The diversities of the multitude were not less striking. Every race of mankind, in its most marked peculiarities, there passed beneath the eye. There came the long train of swarthy slaves and menials round the chariot of the Indian prince, clothed in the silks and jewels of regions beyond the Ganges. Upon them pressed the troop of African lion-hunters, half naked, but with their black limbs wreathed with pearl and fragments of unwrought gold. Behind them, on camels, moved patriarchal groups, the Arab sheik, a venerable figure with his white locks flowing from beneath his turban, leading his sons, like our father Abraham, from the wilderness to the Mount of Vision. Then rolled on the glittering chariot of the Assyrian chieftain, a regal show of purple and gems, convoyed by horsemen covered with steel.
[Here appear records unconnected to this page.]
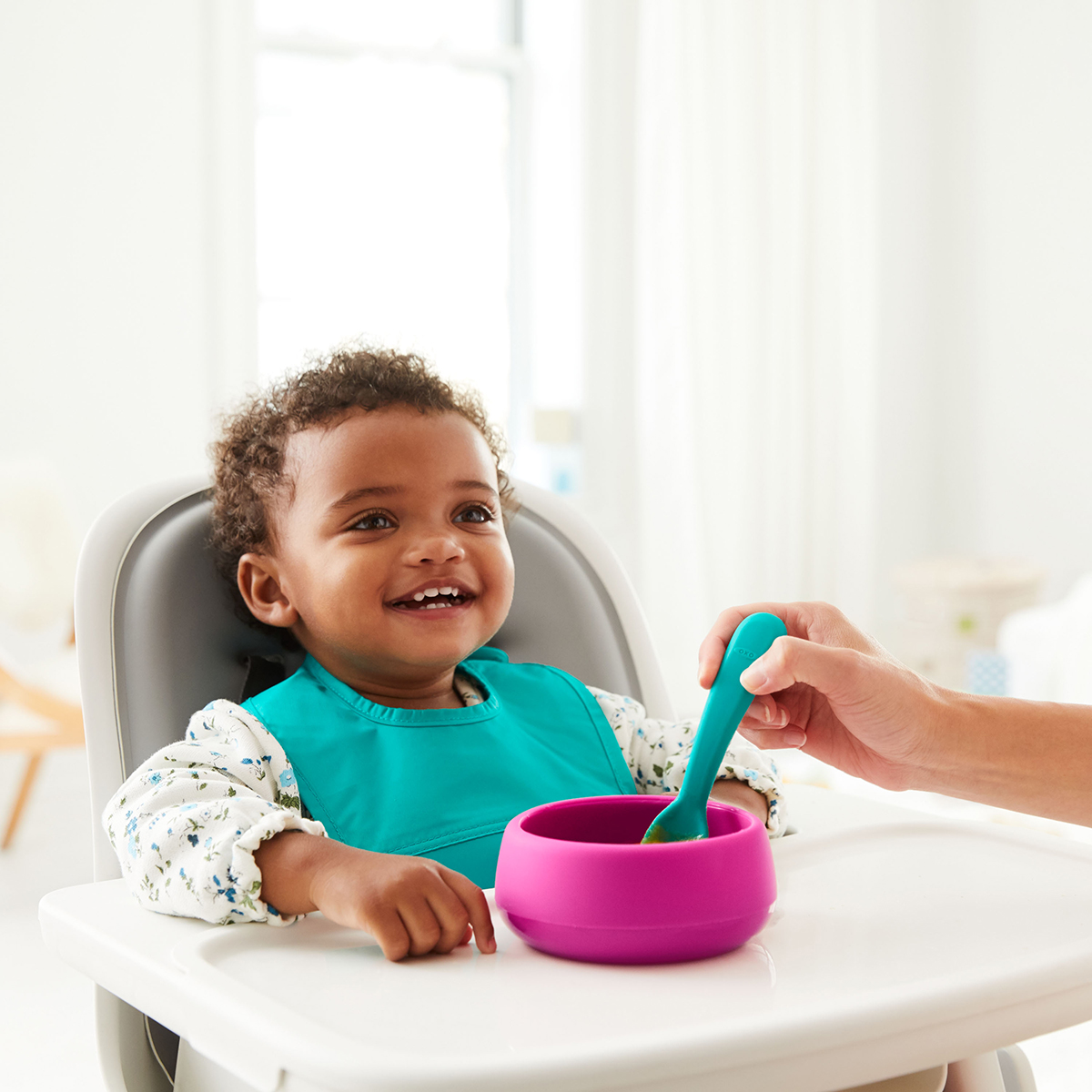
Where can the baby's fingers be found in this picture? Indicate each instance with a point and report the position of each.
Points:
(390, 934)
(473, 899)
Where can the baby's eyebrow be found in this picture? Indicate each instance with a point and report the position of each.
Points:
(475, 485)
(388, 490)
(354, 495)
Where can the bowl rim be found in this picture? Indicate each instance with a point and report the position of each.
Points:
(517, 825)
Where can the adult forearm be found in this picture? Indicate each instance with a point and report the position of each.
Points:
(1027, 756)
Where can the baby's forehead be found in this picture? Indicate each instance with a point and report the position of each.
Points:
(396, 446)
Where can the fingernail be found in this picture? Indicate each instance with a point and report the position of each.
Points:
(753, 678)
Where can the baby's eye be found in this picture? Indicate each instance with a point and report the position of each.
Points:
(374, 521)
(478, 513)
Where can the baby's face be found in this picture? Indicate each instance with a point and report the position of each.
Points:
(391, 550)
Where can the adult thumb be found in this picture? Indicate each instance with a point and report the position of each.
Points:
(795, 660)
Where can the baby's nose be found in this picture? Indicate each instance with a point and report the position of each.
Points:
(437, 550)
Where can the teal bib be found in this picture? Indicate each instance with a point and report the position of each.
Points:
(442, 784)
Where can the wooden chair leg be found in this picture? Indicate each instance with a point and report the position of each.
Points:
(25, 792)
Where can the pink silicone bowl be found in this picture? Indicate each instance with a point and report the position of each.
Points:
(573, 880)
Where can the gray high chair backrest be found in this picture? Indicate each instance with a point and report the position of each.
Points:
(158, 639)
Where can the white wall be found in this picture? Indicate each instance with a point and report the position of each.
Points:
(986, 328)
(115, 227)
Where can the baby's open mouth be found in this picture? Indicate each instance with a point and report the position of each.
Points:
(434, 599)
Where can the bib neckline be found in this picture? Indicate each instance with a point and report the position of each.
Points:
(408, 718)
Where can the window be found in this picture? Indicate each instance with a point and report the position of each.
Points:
(387, 183)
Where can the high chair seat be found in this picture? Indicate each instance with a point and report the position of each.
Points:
(899, 944)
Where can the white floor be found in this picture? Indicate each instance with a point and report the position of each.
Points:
(46, 1042)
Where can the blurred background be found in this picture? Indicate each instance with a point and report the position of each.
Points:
(792, 298)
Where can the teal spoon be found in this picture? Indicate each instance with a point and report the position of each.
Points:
(683, 819)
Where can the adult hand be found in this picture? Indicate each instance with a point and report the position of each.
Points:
(410, 905)
(834, 693)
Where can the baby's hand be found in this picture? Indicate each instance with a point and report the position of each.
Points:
(410, 905)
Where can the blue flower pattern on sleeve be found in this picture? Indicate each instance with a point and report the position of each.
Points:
(211, 798)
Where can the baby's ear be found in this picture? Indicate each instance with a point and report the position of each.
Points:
(260, 588)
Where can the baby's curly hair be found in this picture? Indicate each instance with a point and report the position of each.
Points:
(249, 457)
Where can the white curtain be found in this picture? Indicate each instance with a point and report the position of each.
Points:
(730, 359)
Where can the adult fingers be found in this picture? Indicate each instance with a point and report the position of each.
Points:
(818, 622)
(764, 713)
(774, 738)
(478, 909)
(790, 660)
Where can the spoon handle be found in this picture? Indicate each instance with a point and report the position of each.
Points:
(727, 703)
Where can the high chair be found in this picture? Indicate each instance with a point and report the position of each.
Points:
(899, 944)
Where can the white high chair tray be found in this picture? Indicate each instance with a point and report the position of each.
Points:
(898, 943)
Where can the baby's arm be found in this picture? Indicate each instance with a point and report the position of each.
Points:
(658, 752)
(186, 824)
(410, 905)
(211, 827)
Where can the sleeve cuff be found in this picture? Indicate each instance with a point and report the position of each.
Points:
(767, 784)
(245, 866)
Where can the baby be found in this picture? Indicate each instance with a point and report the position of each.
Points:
(359, 512)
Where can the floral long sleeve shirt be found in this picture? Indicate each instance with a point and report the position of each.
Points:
(186, 824)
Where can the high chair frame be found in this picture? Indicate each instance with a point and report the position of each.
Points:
(157, 640)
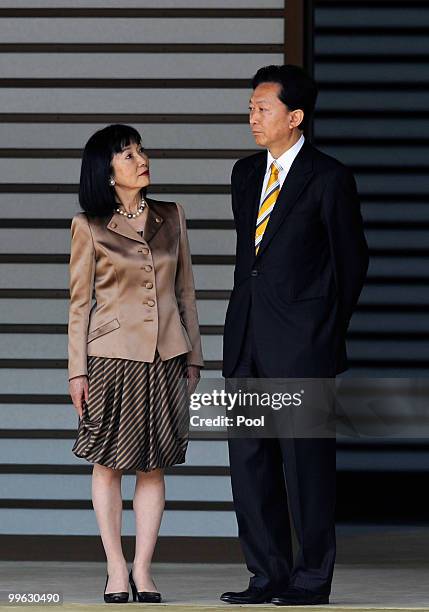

The Scythian Jews, wrapped in the furs of wolf and bear, iron men of the North; the noble Greek, the perfection of the human form, with his countenance beaming the genius and beauty of his country; the broad and yellow features of the Chinese rabbins; the fair skins and gigantic forms of the German tribes; strange clusters of men unknown to the limits of Europe or Asia, with their black locks, complexions of the color of gold, and slight yet sinewy limbs, marked with figures of suns and stars struck into the flesh; all marched crowd on crowd; and in strong contrast with them, the Italian on the charger or in the chariot, urging the living stream to the right and left, with the haughtiness of the acknowledged master of mankind. The representative world was before me. But all those distinctive marks of country and condition, though palpably ineradicable by human means, were overpowered and mingled by the one grand impression of the place and the time. In their presence was the City of Holiness; the Hill of Zion lifted up its palaces; above them ascended, like another city in a higher region of the air, that Temple to whose majesty the world could show no equal, to which the eyes of the believer were turned from the uttermost parts of the earth, in whose courts Solomon, the king of earthly kings for wisdom, had called down the blessing of the Most High, and it had descended on the altar in fire; in whose sanctuary the King whom heaven and the heaven of heavens can not contain was to make His future throne, and give glory to His people.